Jack Furnari was in a race against time, striving to learn everything he could about the brain cancer that was slowly killing him.
And the mission wasn't just about gaining knowledge. The fourth-year med student wanted to teach his classmates about the disease — and provide a firsthand example of ways patients might cope with it.
Furnari himself was the subject. That was the type of person he was.
He also wanted to pick up his medical degree with his colleagues, who over the years had blossomed into close friends, at the first commencement of Central Michigan University's
College of Medicine.
Furnari lost his battle Dec. 7, 2016. He was 29 years old and exactly five months short of commencement.
But the DeWitt man reached his goal. His family accepted a posthumous medical degree on his behalf when the college's inaugural class graduated May 7.
The degree isn't honorary. It's the real thing. CMU negotiated a few legal hoops to make it so.
"I think the degree is the least he deserves for everything he had done and everything he and his family had been through," said friend and College of Medicine classmate Ali Hachem.
"He was destined for a great, great future, and he was going to make a wonderful, passionate and very smart physician," Hachem said. "There was an aura about him. He made people feel good."
Furnari's mother, Tina Jerue, agreed.
"That's what Jack was all about," said Jerue, who received her son's degree May 7 from CMU President George E. Ross. "He loved to help people, and hopefully the new physicians will carry on that compassion to their patients."
'A great, great guy'
All who knew Furnari describe him as passionate about a lot of things.
He loved his family, and he loved to study. He also enjoyed golf, "Madden NFL," and Ben & Jerry's cookie dough ice cream — by the pint.
The ice cream struck a chord with Hachem, who roomed with Furnari during the second year of med school after striking up a friendship during the challenging first year.
"'Hey man, it feels like ice cream time,' one of us would say," Hachem recalled. "So we'd walk around the corner and pick up whatever was on sale.
"That's probably not something you'd want to hear a medical school student say," he quickly added with a small laugh.
But Furnari, a CMU alum, also appeared to be born for medical school. On exam days, the two would have "rapid-fire quiz sessions" in their apartment. About half the queries Furnari posed ended up on the test, Hachem said.
"He was really good at anticipating what was on those tests, he said. "He was very, very smart."
Housam Tahboub, another med school friend who, like Hachem, served as one of Furnari's pallbearers, said Furnari was "a great, great guy" who was nice to everyone.
"It didn't matter if you were his best friend or an acquaintance," Tahboub said.
Battling cancer and tackling med school
Jerue said her son was diagnosed with
glioblastoma — a highly aggressive brain cancer — in early 2015. Surgery followed April 20, and he underwent chemotherapy and radiation.
Then came the seizure. Furnari would have to relearn reading, writing, simple math, connecting words and walking more than a short distance.
Furnari and his mother spent six months in Texas while he tried to make it all happen. And he did.
He had qualified for an important board exam before he was diagnosed, but that was put on the shelf. The word and computation skills gradually came back, and Furnari began to study for the exam.
Furnari eventually took it while his mother waited in the parking lot. He passed the test.
"He could barely walk, and he sat through that entire exam," Jerue recalled. "It was just incredible."
By February 2016 he was back to off-campus field rotations. According to his mother, "he was just thrilled with hopes he could graduate with the rest of his class."

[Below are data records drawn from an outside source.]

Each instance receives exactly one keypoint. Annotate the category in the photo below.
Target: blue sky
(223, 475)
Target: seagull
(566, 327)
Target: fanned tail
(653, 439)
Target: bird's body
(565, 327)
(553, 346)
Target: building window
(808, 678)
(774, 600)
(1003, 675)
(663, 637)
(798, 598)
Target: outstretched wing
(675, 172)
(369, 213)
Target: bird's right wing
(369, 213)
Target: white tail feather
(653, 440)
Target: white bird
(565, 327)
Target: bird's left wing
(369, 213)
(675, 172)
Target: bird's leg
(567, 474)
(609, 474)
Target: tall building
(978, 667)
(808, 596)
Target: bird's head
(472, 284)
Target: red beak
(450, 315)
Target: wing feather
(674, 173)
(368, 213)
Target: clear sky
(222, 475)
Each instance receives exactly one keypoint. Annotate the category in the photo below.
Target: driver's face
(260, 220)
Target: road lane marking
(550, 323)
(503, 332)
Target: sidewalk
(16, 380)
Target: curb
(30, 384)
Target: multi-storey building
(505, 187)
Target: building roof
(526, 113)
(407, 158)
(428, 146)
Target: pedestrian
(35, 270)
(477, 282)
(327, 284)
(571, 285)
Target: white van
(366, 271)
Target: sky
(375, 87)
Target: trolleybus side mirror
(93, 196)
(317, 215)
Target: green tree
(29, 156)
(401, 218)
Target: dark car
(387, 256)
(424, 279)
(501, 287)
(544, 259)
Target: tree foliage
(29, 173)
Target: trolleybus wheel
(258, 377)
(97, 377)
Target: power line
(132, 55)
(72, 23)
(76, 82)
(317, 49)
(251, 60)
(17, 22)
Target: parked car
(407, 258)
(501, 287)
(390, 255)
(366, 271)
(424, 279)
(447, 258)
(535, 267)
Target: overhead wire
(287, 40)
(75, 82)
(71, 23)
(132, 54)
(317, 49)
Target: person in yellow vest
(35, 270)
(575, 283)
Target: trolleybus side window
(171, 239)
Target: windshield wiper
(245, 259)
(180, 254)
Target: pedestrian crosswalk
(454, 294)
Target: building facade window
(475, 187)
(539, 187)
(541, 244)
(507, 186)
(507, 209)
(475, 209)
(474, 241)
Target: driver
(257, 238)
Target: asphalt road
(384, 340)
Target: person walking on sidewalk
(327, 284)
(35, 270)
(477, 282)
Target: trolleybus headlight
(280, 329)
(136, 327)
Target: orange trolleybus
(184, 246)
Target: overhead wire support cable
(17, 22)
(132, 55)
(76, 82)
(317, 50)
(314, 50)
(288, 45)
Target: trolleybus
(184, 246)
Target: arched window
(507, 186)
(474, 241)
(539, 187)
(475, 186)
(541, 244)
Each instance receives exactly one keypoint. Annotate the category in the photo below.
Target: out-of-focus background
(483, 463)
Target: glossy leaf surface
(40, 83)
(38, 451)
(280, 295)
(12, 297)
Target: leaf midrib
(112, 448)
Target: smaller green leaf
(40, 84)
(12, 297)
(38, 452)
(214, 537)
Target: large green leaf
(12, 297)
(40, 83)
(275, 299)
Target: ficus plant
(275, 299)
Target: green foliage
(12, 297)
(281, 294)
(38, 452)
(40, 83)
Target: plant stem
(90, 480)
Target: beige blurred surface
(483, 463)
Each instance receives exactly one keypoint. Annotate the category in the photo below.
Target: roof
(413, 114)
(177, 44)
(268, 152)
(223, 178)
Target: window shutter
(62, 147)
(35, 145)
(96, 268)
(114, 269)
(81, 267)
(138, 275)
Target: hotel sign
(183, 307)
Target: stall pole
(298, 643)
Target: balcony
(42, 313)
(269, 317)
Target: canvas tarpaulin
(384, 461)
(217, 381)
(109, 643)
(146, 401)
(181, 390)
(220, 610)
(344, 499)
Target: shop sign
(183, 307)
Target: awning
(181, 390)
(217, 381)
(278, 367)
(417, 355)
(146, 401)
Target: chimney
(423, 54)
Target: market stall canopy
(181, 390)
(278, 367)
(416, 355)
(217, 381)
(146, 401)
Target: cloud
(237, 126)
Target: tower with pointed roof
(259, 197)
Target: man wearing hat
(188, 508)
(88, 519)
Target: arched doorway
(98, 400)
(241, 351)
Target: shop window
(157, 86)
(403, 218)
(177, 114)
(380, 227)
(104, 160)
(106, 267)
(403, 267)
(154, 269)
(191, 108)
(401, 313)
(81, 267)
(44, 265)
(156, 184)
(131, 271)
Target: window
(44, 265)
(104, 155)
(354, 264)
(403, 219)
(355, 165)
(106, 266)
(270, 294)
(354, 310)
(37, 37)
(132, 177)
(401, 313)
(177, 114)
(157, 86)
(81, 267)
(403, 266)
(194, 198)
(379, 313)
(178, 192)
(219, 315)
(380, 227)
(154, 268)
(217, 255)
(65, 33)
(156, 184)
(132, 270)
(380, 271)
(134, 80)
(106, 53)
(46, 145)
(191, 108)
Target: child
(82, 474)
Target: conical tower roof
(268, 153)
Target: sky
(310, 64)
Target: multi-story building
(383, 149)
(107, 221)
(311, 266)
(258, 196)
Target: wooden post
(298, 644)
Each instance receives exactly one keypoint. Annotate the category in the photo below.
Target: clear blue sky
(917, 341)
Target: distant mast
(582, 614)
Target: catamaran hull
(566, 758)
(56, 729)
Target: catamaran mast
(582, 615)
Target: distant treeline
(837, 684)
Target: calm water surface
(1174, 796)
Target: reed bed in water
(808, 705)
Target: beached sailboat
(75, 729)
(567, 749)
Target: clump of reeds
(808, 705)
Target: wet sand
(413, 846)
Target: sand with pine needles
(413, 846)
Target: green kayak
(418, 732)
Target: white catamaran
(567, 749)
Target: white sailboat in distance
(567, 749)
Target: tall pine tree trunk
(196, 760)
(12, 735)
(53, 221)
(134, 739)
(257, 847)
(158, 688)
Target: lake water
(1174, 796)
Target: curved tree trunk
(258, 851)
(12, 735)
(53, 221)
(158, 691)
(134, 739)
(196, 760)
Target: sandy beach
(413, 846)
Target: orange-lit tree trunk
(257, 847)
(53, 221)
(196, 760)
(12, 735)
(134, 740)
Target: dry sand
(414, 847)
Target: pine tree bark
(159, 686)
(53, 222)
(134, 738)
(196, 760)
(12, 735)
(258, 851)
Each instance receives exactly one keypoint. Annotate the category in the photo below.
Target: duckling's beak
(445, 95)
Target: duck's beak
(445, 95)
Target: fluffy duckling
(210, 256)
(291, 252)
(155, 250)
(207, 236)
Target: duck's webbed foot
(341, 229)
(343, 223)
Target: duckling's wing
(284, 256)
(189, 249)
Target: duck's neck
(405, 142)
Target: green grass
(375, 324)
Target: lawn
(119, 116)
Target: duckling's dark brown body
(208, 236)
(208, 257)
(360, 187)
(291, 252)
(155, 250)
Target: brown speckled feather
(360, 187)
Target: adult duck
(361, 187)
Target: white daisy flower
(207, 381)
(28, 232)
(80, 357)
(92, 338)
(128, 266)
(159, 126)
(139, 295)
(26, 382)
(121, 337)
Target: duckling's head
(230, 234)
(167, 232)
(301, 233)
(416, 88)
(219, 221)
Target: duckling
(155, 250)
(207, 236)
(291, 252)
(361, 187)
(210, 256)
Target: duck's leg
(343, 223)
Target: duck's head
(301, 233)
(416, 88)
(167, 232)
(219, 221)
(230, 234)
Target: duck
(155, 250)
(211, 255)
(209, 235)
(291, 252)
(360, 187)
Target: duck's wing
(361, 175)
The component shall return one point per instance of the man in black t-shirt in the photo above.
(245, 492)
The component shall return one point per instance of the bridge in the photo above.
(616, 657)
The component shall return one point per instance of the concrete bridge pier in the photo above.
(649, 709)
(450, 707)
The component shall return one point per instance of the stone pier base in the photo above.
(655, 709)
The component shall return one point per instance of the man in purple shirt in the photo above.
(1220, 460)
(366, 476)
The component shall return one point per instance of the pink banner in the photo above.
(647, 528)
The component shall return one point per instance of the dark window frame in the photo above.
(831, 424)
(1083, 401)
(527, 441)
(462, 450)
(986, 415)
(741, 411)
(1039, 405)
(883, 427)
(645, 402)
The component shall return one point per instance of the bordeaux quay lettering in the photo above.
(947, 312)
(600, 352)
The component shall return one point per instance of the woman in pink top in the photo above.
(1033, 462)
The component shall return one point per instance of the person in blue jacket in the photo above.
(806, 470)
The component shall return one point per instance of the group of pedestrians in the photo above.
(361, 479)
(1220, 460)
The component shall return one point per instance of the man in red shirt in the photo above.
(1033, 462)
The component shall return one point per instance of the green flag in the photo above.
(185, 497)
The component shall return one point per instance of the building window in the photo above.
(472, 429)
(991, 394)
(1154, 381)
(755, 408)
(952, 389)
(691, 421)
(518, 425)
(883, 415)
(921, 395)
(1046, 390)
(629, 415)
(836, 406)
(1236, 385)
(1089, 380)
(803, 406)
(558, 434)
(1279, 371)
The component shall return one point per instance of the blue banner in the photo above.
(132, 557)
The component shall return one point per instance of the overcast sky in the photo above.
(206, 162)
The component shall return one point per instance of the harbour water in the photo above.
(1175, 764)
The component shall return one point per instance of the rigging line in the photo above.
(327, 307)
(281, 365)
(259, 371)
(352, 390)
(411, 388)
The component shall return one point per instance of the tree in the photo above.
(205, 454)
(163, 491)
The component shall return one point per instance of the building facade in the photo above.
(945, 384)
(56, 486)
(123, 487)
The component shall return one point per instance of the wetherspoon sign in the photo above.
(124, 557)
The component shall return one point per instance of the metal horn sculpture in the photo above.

But the prognosis for gliobastoma is grim, and those with it rarely live for more than a few years. Even as the cancer's grip grew stronger, Furnari never complained, his mother said.
Living life to the fullest
Furnari's dedication and focus toward gaining his degree impressed Dr. George Kikano, dean of CMU's College of Medicine.
"He had an amazing heart, and he worked hard all the way to the end," Kikano said. "He knew he had a fatal illness, yet he was showing up for classes and took his boards.
"Jack never gave up."
Amy Kuechenmeister, a med school classmate and close friend who organized fundraising drives for Furnari and his family, said he never lost his sense of humor.
"He would always say, 'The chemo is going to take my beard away!'" she recalled, laughing. "We used to call him the bearded superman."
People also can make donations toward a Jack Furnari scholarship, she said. Donors can go to CMU's
"Giving" page and search for his name under "Step 1."
Like the others who graduated May 7, Kuechenmeister is happy to see Furnari get his degree.
"He certainly deserves it — more than anybody," she said. "It's something he earned, something he really deserves."
Kuechenmeister said Furnari's family also will receive a shadowbox containing the cap he would have worn at commencement — courtesy of his classmates.
"And he was right," she added. "The length of years you have doesn't matter; it's how you live the years you're given.
"He lived life to the fullest and made each day count."